Me too ...   One of the reasons I'm running NetBSD on my
little stable of mules is that I from time to time study
the Unix system. Books (like Stevens' excellent tomes) give
me examples in SysV [shudder] or BSD. The examples all compile.
Trying them on a lLinux machine is a way to discover some of the
flaws in the Linux approach.

The original System 7 made it through education/academia. Why not
NetBSD? Free CD's to professors and grad students of computer science?

Keep the daemon. If the US Crazy Belt can tolerate the Sun Devils and
the BLue Devils (academic sports teams in the Southern US), and will
buy Devilled Ham and eat Devil's Food cake, well, by the beard of
Baalzebub, they can tolerate a cute little imp.

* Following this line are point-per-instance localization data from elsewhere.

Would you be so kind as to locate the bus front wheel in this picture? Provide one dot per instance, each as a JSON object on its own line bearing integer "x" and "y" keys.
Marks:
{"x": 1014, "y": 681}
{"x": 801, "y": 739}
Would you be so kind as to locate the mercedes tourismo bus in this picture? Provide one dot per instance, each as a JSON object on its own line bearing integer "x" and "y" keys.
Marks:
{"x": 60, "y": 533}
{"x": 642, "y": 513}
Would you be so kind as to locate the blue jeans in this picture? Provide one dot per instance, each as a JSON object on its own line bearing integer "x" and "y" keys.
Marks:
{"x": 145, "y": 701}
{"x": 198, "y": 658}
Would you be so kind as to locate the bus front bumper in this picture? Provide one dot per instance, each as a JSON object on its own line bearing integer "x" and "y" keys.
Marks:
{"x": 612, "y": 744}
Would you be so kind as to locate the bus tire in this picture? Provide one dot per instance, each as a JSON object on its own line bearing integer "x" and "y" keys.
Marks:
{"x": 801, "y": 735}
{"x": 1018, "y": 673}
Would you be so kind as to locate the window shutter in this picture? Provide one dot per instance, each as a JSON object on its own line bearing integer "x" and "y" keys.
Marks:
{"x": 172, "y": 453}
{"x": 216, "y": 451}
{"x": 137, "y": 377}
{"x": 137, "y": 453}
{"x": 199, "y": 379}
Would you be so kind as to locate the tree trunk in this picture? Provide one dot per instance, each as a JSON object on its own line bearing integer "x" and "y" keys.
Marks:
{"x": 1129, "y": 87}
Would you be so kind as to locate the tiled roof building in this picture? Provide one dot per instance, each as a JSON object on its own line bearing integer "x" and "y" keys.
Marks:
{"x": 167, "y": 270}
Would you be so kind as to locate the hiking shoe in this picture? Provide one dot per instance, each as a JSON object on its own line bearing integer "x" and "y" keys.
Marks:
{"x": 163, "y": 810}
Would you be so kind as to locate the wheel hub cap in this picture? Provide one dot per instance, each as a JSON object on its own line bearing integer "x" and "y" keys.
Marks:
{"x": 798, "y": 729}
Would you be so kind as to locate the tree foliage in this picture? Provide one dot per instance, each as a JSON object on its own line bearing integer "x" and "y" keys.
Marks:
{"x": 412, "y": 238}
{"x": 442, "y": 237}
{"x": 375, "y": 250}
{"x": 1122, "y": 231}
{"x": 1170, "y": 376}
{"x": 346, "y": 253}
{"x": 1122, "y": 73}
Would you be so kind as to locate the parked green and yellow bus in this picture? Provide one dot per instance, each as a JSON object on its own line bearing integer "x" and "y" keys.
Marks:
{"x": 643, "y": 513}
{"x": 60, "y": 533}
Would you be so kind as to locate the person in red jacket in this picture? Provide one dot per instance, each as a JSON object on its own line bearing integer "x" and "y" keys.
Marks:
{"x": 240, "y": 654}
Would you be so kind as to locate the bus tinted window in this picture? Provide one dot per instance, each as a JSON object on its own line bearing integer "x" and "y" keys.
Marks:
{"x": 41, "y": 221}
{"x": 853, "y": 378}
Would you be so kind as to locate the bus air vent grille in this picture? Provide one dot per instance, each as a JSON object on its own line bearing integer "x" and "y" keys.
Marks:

I have three machines without NetBSD. One with Linux: reason, floppy
tape support. Two Pmaxes: reason, out-of-date installation info at
the time (last August) that I installed OpenBSD on them. For business
reasons (somebody else's business :) I had to do the install over
a single weekend -- no time to find Mailing Lists, track down email
addresses, grep through archives... The O'BSD material was more
complete, and -- tsk tsk -- most of it was relabelled NetBSD product.

Had the recently revised Pmax Install Howto been around then, I would
have gone with NetBSD, since I was already running it on several i386's.

Oh, yeah,  somebody has got to write a disklabel HOWTO. Jeez, the misery
that can one program can engender. Also an exhaustive "coexisting with
Ultrix, Linux, SCO, Solaris, and the unmentionable OS's" would be a real
plus; the possibility of a test drive will draw testers! I would imagine
that the main requirement should be "I have 200MB of free disk space".

Random thought: the exUSSR is ripe for conquest. But the economics do
not favor the US$60 CDROM -- that's a month's pay. The network infrastructure
there (charges reminiscent of CompuServe of about 5 years ago -- and in
bux, not roubles) make ftp a real burden, in the general case.

O'Reilly Associates is busy with the USIA/Freenet/IREX project in exUSSR,
a well KOI-8'ed NETBSD CDROM with multiplatform support would be nice
to drop from airplanes over the countryside.  How to fund????